Joe Ingles performs nearly every NBA skill, up to and including heavily-accented shit-talk, at a high level. On a team as diffuse and decentralized as the Utah Jazz, the Aussie is a do-everything hub. The scoring rarely leaps out, but that isn’t the point.
Name your need: rebounding with a side of sharp elbows, pure sharpshooting (even after a downtick this season), stout defense at his position with a 6-foot-10 wingspan, playmaking off the bounce or at the top of the key. Other skills include: irritating the irritant-in-chief, kissing the Pistons fanbase to death, chafing the league’s best, calling his shot like it’s HORSE. Ingles is a neck-bearded multitasker who could be plugged into any NBA roster with productive (and noisy) results. Whatever the situation calls for—within the reasonable constraints of his middle-manager foot-speed—the lefty can adapt and make it happen. Except for Wednesday night’s home game versus the Lakers, when the Jazz crowd called on him to round out his first career triple-double, and Ingles refused them with a smile:
Ingles rode the bench for the remainder of the 115-100 win, sitting on 11 points, nine boards, and 14 assists. That last mark was a career-high for the Australian, who has developed some chemistry with Rudy Gobert. Here the big man offers two screens to shear off Ingles’s man, then rolls right into Ingles’s spot-on pocket pass:
Ingles doesn’t need to get up in the guts of the defense to make his plays. He’s often content to hang back and read the angles. Here he takes a leisurely stroll across two screens before injecting a difficult bounce pass right into the defense.
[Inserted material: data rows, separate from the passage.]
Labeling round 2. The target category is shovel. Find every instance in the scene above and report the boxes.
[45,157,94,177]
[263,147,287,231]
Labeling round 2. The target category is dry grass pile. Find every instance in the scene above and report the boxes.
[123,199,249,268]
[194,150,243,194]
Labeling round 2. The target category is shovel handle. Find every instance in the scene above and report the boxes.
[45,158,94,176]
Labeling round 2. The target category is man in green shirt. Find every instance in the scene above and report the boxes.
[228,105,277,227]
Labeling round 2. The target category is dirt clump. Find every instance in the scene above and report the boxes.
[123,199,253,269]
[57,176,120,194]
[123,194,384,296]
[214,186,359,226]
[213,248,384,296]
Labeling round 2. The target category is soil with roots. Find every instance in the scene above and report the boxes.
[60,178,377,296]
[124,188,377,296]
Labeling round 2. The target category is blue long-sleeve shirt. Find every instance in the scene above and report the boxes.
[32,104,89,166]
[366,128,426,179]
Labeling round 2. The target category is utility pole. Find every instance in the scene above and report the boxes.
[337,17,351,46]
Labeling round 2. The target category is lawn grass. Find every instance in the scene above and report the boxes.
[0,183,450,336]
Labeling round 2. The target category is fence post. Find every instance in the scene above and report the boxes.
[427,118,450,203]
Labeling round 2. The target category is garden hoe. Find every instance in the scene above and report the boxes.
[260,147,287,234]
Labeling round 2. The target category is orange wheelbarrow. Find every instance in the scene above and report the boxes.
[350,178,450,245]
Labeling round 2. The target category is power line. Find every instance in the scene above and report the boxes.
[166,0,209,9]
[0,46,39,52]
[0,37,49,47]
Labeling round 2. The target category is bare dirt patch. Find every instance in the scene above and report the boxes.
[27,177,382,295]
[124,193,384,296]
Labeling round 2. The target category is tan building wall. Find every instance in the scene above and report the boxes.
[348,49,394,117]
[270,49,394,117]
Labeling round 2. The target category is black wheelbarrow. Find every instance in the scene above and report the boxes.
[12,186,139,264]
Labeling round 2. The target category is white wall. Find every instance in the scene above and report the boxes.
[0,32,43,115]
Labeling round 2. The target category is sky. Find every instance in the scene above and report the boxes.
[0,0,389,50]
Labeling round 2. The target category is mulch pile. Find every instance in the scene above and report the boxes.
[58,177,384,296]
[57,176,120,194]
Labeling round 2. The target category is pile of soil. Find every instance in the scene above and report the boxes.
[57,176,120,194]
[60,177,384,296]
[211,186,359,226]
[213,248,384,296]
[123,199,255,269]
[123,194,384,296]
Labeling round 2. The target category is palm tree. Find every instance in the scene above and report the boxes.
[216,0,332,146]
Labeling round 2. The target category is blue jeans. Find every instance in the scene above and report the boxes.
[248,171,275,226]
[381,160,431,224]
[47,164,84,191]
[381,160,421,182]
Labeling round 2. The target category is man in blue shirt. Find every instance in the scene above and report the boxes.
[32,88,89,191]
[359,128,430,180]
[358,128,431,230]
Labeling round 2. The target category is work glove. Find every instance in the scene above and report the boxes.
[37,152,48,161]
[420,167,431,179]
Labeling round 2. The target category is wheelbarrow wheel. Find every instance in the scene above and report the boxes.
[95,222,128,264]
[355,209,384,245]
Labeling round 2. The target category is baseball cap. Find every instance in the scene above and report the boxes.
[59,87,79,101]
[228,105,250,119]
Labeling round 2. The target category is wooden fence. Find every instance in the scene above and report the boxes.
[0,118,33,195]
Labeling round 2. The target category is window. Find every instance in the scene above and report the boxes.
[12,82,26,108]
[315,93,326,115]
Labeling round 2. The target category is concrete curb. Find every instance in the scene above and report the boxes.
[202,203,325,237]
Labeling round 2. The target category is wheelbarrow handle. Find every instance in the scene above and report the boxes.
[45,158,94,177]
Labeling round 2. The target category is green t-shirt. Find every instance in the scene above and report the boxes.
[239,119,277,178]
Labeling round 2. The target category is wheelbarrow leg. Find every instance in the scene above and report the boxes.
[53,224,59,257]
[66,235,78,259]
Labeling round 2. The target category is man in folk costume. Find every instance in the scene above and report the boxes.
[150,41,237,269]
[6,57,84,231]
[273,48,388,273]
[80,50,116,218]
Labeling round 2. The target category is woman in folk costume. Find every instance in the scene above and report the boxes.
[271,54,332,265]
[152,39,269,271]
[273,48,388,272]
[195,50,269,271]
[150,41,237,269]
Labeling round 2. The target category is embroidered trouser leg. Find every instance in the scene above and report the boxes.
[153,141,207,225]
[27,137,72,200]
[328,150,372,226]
But he will absolutely get the rack when given the chance. Because he can kill teams from either corner, the close-out from Alex Caruso came hard, which gave Ingles the go-ahead to rumble around him, lure in the help, and dump off the rock to Derrick Favors.
That the game took place on Utah’s Autism Awareness Night was especially meaningful for Ingles, whose son was diagnosed with autism in January, leading to a stretch where the forward struggled on-court and occasionally felt he didn’t want to be playing basketball. (A career 40-percent shooter from three, Ingles sunk to 31 percent that month.) “I was glad I was able to just do something out there. I just wanted to win the game and see how much we could raise. Those were the only goals for me tonight,” he said after the game. The typical Joe Ingles Experience—flirting with a triple-double, needling even his own supporters, smirking his way to the bench—was an even more welcome sight than usual. All he forgot to do was verbally deposit Lance Stephenson in the garbage can.